Dive Brief:
- Facebook will invest $50 million to help develop the so-called metaverse more responsibly, per a company blog post on Sept. 27. The social giant's announcement also looks to define the vague term "metaverse" as a cross-device digital world where people can explore and communicate with others they're not physically with.
- As Facebook turns its focus to researching and building the metaverse, which it calls the "next computing platform," the social giant plans to work with a number of partners, including policymakers; researchers at the University of Hong Kong and Howard University; industry stakeholders; and organizations like Women in Immersive Tech, Africa No Filter, Electric South and the Organization of American States.
- The new XR Programs and Research Fund will invest the money globally over two years to ensure metaverse tech is built with inclusivity, privacy, safety and economic opportunity in mind, per the announcement.
Dive Insight:
Before this week, Facebook's most recent metaverse endeavor was a platform called Horizon Workrooms, a beta app that lets Oculus users host virtual reality (VR) meetings with colleagues. Now, it appears the social networking behemoth is taking a slightly different tack toward building the metaverse with a focus on research and scale, while painting itself as a responsible technology partner.
The news follows a slew of negative events surrounding Facebook's suite of social platforms. The company on Sept. 27 announced it was pausing a kid-focused Instagram after a report by The Wall Street Journal claimed Facebook knew Instagram was bad for teenage girls. The social media giant also has said it's working to be more transparent about what posts its algorithms bury from users' News Feeds. Despite these and other efforts, Facebook continues to get caught up in controversy: It apologized to researchers earlier in September after providing inaccurate data, and its oversight board recently requested more information about how the platform moderates its celebrity users differently.
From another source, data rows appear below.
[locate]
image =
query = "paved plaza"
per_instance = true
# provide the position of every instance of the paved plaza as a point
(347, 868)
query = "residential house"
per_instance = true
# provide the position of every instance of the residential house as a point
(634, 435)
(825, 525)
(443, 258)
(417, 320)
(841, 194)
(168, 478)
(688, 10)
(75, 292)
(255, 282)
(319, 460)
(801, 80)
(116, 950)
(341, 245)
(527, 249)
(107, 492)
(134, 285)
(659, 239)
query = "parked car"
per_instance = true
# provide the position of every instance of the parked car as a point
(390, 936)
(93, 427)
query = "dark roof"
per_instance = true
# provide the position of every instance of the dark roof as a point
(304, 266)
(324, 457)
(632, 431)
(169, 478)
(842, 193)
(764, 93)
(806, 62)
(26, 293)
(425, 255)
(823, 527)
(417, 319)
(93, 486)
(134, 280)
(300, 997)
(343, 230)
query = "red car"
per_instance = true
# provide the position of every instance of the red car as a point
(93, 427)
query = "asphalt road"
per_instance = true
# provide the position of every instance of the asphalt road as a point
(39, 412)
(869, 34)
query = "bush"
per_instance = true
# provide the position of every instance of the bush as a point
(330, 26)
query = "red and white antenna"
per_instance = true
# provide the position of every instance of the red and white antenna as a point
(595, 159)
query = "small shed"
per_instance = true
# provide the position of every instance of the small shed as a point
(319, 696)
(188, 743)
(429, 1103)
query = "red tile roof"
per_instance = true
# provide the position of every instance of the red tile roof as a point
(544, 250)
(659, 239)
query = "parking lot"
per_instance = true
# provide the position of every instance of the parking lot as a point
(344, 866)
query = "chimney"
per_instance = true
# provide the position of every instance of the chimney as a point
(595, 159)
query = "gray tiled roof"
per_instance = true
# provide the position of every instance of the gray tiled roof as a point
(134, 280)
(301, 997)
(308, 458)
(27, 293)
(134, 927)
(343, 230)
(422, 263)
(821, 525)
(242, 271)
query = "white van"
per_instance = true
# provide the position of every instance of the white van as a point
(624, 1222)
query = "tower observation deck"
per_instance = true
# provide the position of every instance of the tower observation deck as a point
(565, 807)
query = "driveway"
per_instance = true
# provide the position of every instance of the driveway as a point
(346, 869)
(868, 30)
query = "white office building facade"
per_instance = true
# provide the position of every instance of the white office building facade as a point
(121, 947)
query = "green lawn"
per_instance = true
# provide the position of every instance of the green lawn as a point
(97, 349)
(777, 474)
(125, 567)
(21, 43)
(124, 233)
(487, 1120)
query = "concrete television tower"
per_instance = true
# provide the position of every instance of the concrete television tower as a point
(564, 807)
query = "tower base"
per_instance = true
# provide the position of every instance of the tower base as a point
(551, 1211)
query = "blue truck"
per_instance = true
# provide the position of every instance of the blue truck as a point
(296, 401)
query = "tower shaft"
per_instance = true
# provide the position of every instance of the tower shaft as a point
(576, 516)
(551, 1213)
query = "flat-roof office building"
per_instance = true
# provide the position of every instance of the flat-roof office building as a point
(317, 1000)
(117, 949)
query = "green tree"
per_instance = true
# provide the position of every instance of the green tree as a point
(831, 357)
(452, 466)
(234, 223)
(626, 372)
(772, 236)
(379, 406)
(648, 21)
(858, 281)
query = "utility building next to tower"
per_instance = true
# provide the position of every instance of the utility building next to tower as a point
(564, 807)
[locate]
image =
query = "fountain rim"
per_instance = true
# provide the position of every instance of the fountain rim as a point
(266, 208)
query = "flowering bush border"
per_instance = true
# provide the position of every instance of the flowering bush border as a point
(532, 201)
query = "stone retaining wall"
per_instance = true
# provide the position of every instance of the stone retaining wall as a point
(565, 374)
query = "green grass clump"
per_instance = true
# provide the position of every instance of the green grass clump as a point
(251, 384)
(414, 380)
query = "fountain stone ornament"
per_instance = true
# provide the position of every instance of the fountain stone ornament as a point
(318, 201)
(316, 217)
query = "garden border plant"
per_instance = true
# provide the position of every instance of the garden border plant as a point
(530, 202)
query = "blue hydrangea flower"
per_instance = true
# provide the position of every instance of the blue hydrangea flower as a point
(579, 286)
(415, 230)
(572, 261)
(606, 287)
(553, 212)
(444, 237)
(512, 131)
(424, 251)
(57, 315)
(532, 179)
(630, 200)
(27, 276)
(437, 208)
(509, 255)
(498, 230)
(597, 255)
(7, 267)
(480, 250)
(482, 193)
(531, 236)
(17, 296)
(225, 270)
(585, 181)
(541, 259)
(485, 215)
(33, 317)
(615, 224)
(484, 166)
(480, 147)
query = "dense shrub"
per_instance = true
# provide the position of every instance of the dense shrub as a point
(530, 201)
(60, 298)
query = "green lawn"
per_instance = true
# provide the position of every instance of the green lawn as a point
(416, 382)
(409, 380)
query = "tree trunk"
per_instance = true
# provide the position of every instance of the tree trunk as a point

While Facebook is pitching the new fund announced this week as metaverse-focused, it appears to center on the mixed reality realm more broadly. The company already invests significant research in the AR/VR space, including funding research into the social impact of AR wearables and soliciting "trustworthy" VR hardware proposals, suggesting the company has the experience and global infrastructure to help prop up the "next computing platform." However, $50 million is a modest amount for a company as large as Facebook and doesn't seem to match the importance it already places on AR/VR or the metaverse's potential future impact.
Brands like Diageo's Crown Royal, Coca-Cola and Hyundai have started to dabble in the nascent metaverse space to connect with consumers in a splashy digital manner. Toying with virtual spaces or auctioning off digital merchandise — like nonfungible tokens (NFTs) — are the most popular manners in which brands have explored the metaverse so far.
Still, mainstream familiarity with the buzzy term remains low. Just 38% of surveyed global consumers are familiar with the metaverse, per Wunderman Thompson Intelligence research. The report also found that two-thirds of respondents prefer to engage brands digitally, suggesting a strong appetite for activations that blur the line between digital and physical spaces.